Hailing from Canada and illustrating for major publications from the New York Times to Readers Digest, Jeannie Phan is creative to the core, spending her time creating zines, hanging out with her cat and following her own artistic (and botanical) endeavours. Jeannie is a dedicated creator and we were lucky enough to gain some insight into her world as an individual and an illustrator.
· Firstly, tell us a bit about yourself, how would you define Jeannie Phan?
Simply just an illustrator that loves cats and plants and works with a lot of conceptual metaphors.
· A lot of your illustrations are created for specific ideas, how does this kind of work affect your inspiration and creative process as a whole?
Since I work in editorial, I'm ultimately given the message of the author to visualize, which for me, I find creatively fulfilling because I like to work with some sort of parameter. This not only includes conveying someone else's idea, but also technical things like size and where the artwork will be shown. Constraints breeds creativity.
· You recently illustrated a piece for NPR about diversity in sci-fi and comics. Are there more creative platforms where you feel a lack of diversity is currently an issue?
There's a current need for diversity in every field, and I can only speak about my experience as an illustrator because it's the community I'm involved in. Thankfully I feel like female voices are getting more heard and there's a push back for female perspectives to be validated in our community. However, there's still a huge lack of POC illustrators, specifically black and brown artists.
· Do you enjoy nerding out, what's the nerdiest you get?
When it's friday night and I'm knee-deep in trying to figure out how to code some snazzy effect on Tumblr.
What do you feel is the best part of what you do?

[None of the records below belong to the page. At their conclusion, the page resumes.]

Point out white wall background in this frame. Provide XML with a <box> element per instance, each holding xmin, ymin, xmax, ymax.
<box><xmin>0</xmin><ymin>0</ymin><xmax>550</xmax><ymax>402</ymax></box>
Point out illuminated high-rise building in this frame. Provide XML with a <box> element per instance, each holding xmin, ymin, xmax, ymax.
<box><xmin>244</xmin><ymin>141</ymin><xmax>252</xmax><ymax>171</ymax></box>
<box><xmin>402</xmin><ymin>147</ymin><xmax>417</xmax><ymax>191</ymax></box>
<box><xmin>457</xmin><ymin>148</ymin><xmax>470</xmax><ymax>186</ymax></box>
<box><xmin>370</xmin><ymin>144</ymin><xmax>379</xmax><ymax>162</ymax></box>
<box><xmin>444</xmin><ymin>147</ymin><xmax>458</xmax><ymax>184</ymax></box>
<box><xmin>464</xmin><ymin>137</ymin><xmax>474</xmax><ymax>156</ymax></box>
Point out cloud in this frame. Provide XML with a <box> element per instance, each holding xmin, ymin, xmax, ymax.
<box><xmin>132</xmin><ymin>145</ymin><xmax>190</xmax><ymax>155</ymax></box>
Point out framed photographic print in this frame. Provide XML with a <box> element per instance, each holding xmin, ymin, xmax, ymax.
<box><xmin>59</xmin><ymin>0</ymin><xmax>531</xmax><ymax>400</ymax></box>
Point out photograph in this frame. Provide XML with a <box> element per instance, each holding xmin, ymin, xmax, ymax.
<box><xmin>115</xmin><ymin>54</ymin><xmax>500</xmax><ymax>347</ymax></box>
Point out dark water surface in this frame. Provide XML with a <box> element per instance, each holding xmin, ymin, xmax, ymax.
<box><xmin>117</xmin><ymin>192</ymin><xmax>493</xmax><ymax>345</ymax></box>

What gives you motivation to create, beyond making a living?
The flexibility in my schedule for sure. I feel like I can jigsaw my work according to how the world moves around me - I don't feel stuck. My goal for myself is to make self improvements both artistically and personally every year, I have a fear of becoming stagnant so that really keeps me on my toes.
Do you feel that there is too much preventing young people from pursuing a creative career? What is the importance, in your opinion, in encouraging these ambitions?
The main thing I see preventing people from diving into a creative career is not wanting to close to the door on anything. There's a real fear of picking one thing to do because there's a perception that means never doing something else. Which isn't necessarily the case. You've just got to pick one thing, do it to figure out if you like it, then move on if you don't. No risk no reward.
Are there any topics that you'd love to conceptualise in illustration that you haven't had a chance to yet? And off the back of that is there any topic that you've illustrated that caught your fascination more than you'd expected?
I'd love to do more topics that I have personal experience in, specifically being raised by immigrant parents and ethnic identity, specifically the East Asian experience in the Western world and cultural disconnect. As for things I've already done, I've gotten a few assignments on introversion and those stories always hit it home for me.
If we were to catch you at one of the rare times you aren't creating something, what would you likely be doing?
Gardening and fussing over plants. I live a busy part of downtown Toronto and gardening in a concrete jungle provides some much needed quiet moments. I'm learning about growing food and how to make flowers bloom prolifically because you need a little glory sometimes.
Do you have any words of encouragement for other young illustrators out there?
I get this question a lot, and I can simply say do more, theorize less. Researching and asking questions is great, but there's a point where you have to put your plan into action and see how your artistic path pans out for you.